Reputation: 631
I am receiving data in the following format:
tail head
P01106 Q09472
P01106 Q13309
P62136 Q13616
P11831 P18146
P13569 P20823
P20823 P01100
...
Is there a good way to format this data as a graph with a numpy array? I am hoping to compute PageRank using this graph.
So far I have
import numpy as np
data = np.genfromtxt('wnt_edges.txt', skip_header=1, dtype=str)
I was thinking about using the graph data structure from Representing graphs (data structure) in Python but it didn't seem to make sense in this case since I'll be doing matrix multiplication.
Upvotes: 5
Views: 7390
Reputation: 23637
To avoid reinventing the wheel you should use networkx as suggested in comments and other answers.

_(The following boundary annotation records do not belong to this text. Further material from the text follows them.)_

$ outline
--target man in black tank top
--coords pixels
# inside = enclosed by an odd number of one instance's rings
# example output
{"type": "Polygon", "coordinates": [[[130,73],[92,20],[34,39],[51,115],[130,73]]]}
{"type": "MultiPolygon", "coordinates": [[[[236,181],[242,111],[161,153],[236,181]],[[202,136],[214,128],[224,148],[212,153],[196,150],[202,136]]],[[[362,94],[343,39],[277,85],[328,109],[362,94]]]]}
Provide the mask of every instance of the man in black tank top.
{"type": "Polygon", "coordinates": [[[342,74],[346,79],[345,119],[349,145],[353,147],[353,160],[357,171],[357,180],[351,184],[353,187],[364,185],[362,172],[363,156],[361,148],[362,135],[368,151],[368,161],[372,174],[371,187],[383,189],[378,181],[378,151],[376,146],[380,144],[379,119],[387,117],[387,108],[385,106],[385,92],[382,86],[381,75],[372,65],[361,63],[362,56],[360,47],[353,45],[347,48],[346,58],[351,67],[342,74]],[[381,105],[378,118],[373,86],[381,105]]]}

If, for educational purposes, you want to reinvent the wheel you can create an adjacency matrix. The PageRank can be computed from that matrix:
The PageRank values are the entries of the dominant right eigenvector of the modified adjacency matrix.

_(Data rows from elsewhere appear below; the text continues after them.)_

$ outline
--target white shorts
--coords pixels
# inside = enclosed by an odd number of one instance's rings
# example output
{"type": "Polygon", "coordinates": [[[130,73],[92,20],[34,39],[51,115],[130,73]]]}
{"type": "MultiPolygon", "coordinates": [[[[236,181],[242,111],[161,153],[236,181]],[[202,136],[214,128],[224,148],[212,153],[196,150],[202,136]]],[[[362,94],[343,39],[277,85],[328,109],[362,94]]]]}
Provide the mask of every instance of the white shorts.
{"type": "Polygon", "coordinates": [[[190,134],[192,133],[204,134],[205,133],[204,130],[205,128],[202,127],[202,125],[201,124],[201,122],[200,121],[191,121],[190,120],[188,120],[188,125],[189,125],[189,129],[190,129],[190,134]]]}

Since each row/column of the adjacency matrix represents a node, you will need to enumerate the nodes so each node is represented by a unique number starting from 0.
import numpy as np
data = np.array([['P01106', 'Q09472'],
['P01106', 'Q13309'],
['P62136', 'Q13616'],
['P11831', 'P18146'],
['P13569', 'P20823'],
['P20823', 'P01100']])
nodes = np.unique(data) # mapping node name --> index
noidx = {n: i for i, n in enumerate(nodes)} # mapping node index --> name
n = nodes.size # number of nodes
numdata = np.vectorize(noidx.get)(data) # replace node id by node index
A = np.zeros((n, n))
for tail, head in numdata:
A[tail, head] = 1
#A[head, tail] = 1 # add this line for undirected graph
This results in the following graph representation A
:
array([[ 0., 0., 0., 0., 0., 0., 0., 0., 0., 0.],
[ 0., 0., 0., 0., 0., 0., 0., 1., 1., 0.],
[ 0., 0., 0., 0., 1., 0., 0., 0., 0., 0.],
[ 0., 0., 0., 0., 0., 1., 0., 0., 0., 0.],
[ 0., 0., 0., 0., 0., 0., 0., 0., 0., 0.],
[ 1., 0., 0., 0., 0., 0., 0., 0., 0., 0.],
[ 0., 0., 0., 0., 0., 0., 0., 0., 0., 1.],
[ 0., 0., 0., 0., 0., 0., 0., 0., 0., 0.],
[ 0., 0., 0., 0., 0., 0., 0., 0., 0., 0.],
[ 0., 0., 0., 0., 0., 0., 0., 0., 0., 0.]])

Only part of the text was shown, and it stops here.